Opowieść druga ukryta jest głębiej, wpisana w pojedyncze ujęcia. Etiudę otwiera kadr wypełniony bielą. Kolor ten symbolizuje w europejskiej kulturze czystość, duchowość, ale i zwiastuje śmierć. Jeden z biblijnych jeźdźców Apokalipsy dostrzega białego konia, który niesie Śmierć na swym grzbiecie. Jan Kochanowski opisując przeobrażenie poety w łabędzie konstatuje: "Już mi w ptaka białego wierzch się głowy mieni". W kolejnych kilku ujęciach Zimy widzimy chłopców biegnących drogą, która prowadzi do domu. Zaglądają przez szybę, ale nikogo nie dostrzegają. Gdy oddalają się, by bawić się w ogrodzie, z prawej strony kadru pojawia się sylwetka starego człowieka. Zabawę chłopców obserwujemy z perspektywy starca, przez przyprószone śniegiem okna altany. Gdy śnieżka wpada do domu, mężczyzna chwyta w dłonie rozsypany śnieg. Woda zaczyna powoli kapać z jego rąk. Starzec nie gniewa się, nie goni chłopców. Melancholijnie spogląda przed siebie, a później z błądzącym po twarzy uśmiechem patrzy przez okno, ale na ścieżce nie ma już nikogo. Mimika bohatera, jego dyskretny, niemal niezauważalny ruch głową przekonują, że chwytając śnieg dotyka tajemnicy. Moment epifanii pozwala mu odkryć nieodwracalny porządek przemijania, następstwo młodości i starości, życia i śmierci. Za szybą zobaczył siebie sprzed lat - pełnego życia chłopca, z radością biegającego po śniegu. Sobociński używa zwolnionego tempa, czerni i bieli, by zasygnalizować, że być może obcujemy z przeszłością, z ulotnym wspomnieniem.

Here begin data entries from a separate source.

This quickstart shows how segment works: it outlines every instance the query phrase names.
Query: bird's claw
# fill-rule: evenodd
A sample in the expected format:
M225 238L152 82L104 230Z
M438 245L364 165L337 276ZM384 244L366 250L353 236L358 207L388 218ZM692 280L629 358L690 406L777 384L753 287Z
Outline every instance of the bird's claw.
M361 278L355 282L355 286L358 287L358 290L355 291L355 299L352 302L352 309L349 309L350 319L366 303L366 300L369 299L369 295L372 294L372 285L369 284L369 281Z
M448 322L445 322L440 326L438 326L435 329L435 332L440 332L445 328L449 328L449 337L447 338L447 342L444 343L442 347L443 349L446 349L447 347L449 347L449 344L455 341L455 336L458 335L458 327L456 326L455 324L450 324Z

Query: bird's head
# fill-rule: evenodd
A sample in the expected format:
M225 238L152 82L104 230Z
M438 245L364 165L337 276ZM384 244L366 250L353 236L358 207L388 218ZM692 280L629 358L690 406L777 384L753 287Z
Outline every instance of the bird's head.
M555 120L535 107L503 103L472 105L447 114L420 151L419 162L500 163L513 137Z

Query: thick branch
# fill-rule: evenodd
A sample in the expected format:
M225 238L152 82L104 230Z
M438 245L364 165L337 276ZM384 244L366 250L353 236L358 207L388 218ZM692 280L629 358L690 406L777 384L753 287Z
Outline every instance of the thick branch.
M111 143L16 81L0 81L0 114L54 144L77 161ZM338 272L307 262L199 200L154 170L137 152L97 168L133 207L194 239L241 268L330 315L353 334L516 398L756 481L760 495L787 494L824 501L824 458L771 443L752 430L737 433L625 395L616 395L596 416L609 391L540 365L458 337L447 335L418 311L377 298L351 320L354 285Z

W Baśni zimowej. Eseju o starości Ryszard Przybylski cytuje refleksję Hannah Arendt na temat odczuwania czasu u schyłku życia: "Śmierć wstrzymuje działanie woli i zmienia przyszłość w antycypowaną przeszłość - projekty woli zmieniają się w przedmioty rozmyślania, a oczekiwania duszy zamieniają się w antycypowane przypomnienia" (Ryszard Przybylski, Baśń zimowa. Esej o starości, Warszawa 1998, s. 7).